Thanksgiving is the harkening of fall. A wonderful meal, a time to remember and the last deep breathe before,
Christmas. What can I say? I love the decorations, I love to shop and try and find the perfect gift and I love that my kid is home for a good long time and we can hang out and do family activities.
Thanksgiving starts the stress. I'm hoping to do better with it this year. I tend to get overzealous at what needs to get done and unrealistic about what can get done.
This year is exceptionally tough, in among everything I need to continue to take care of myself and I'm not doing all that great with that. Everyday I'm not improving my health is another day lost. Work is continuing to be stressful. And then the major fallout with my mom.

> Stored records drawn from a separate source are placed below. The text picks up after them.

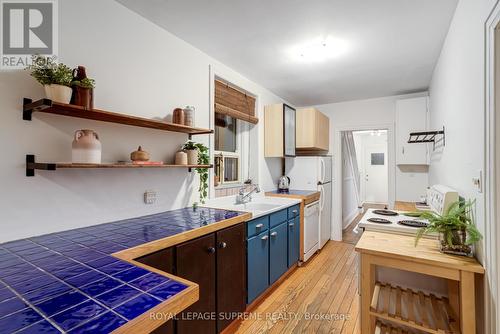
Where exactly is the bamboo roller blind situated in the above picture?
[215,80,259,124]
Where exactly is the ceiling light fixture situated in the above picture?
[290,37,349,63]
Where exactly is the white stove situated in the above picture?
[358,185,458,238]
[358,209,435,237]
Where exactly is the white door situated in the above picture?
[319,182,332,249]
[362,135,389,204]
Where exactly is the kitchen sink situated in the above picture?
[234,202,283,211]
[204,193,300,218]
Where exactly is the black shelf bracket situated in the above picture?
[408,126,446,149]
[26,154,56,177]
[23,97,52,121]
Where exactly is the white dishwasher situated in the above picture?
[304,201,319,262]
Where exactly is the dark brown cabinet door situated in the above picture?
[176,234,216,334]
[217,224,246,333]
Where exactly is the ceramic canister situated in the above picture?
[72,130,102,164]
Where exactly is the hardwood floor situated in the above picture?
[342,204,385,245]
[236,202,415,334]
[237,241,360,334]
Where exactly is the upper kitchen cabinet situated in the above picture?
[396,97,429,165]
[264,103,296,158]
[296,108,330,155]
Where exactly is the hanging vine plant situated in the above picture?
[191,143,210,204]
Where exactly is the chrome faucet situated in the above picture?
[236,184,260,204]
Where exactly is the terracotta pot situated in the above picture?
[130,146,149,161]
[43,85,73,104]
[71,86,94,109]
[186,150,198,165]
[72,130,102,164]
[175,151,188,165]
[172,108,184,124]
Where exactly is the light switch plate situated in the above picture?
[144,190,156,204]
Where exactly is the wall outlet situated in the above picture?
[144,190,156,204]
[472,170,483,193]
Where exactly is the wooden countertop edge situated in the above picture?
[354,232,485,274]
[111,213,252,334]
[266,191,321,204]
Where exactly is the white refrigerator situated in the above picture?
[285,156,333,249]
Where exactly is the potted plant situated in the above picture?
[26,55,73,103]
[195,143,210,204]
[415,200,482,256]
[182,140,198,165]
[71,78,95,109]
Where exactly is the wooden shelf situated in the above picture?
[370,282,460,334]
[23,98,213,138]
[26,155,213,176]
[375,322,422,334]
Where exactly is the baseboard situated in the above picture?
[342,209,359,230]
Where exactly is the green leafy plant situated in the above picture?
[195,143,210,203]
[182,140,198,151]
[415,200,483,252]
[26,55,73,87]
[71,78,95,89]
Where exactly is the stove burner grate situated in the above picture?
[373,210,398,216]
[398,220,429,228]
[367,218,391,224]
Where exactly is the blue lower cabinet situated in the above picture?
[288,216,300,268]
[247,231,269,304]
[269,221,288,284]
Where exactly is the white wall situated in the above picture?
[316,93,428,201]
[429,0,500,333]
[0,0,282,242]
[429,0,495,264]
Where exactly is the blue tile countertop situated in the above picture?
[0,208,244,334]
[266,189,318,197]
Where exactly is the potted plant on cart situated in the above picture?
[26,55,73,103]
[415,200,482,256]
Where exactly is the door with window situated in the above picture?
[364,143,389,204]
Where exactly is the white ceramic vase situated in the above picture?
[72,130,102,164]
[43,85,73,104]
[186,150,198,165]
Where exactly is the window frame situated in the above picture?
[214,117,243,185]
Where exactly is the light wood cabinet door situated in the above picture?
[297,108,330,153]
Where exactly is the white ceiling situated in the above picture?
[117,0,457,106]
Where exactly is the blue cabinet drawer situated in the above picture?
[247,231,270,304]
[288,216,300,268]
[247,216,269,238]
[288,204,300,219]
[269,221,288,284]
[269,209,288,228]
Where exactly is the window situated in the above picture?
[215,112,241,184]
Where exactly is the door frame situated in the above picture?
[483,2,500,333]
[331,123,396,241]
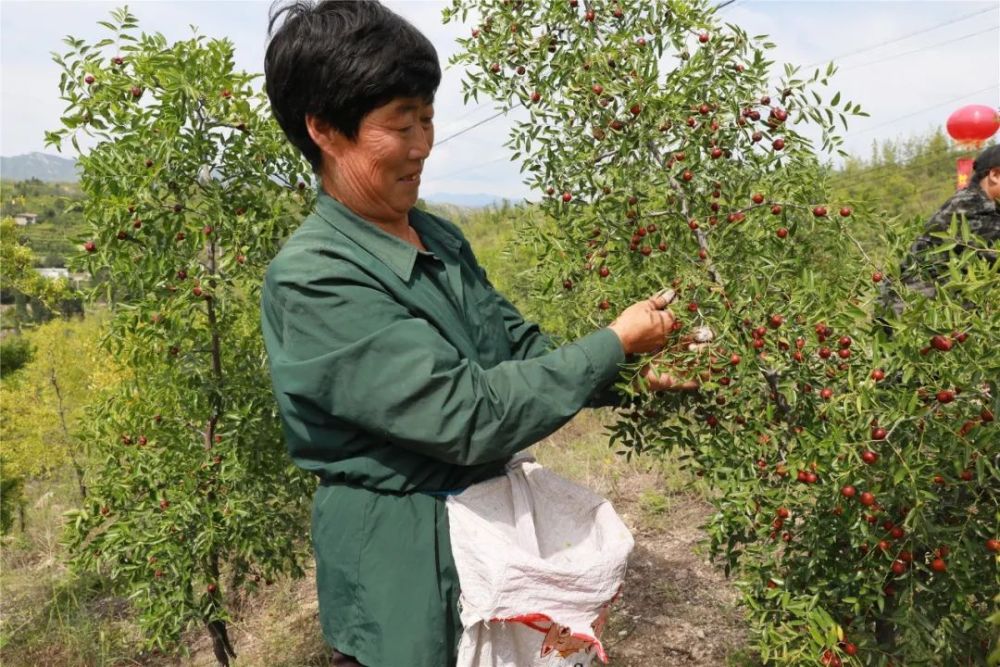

While I feel relieved that I don't feel I need to keep up the pretense anymore. I still feel a sadness creeping up about the family I've never had/never will have. I've noticed it this week as Thanksgiving draws nearer, the headaches/neckaches are back and with them my favorite friends doubt/insecurity.
That's what the whole deal is for me. It's a reminder that I'm never have been or never will be good enough or loved the way I should be. And it spills over, I can't always believe anyone will care or that I'll make any kind of difference. It just perpetuates a viscious cycle of beating myself down.
I hope I can make this year different. I know I'm going to give it my best shot!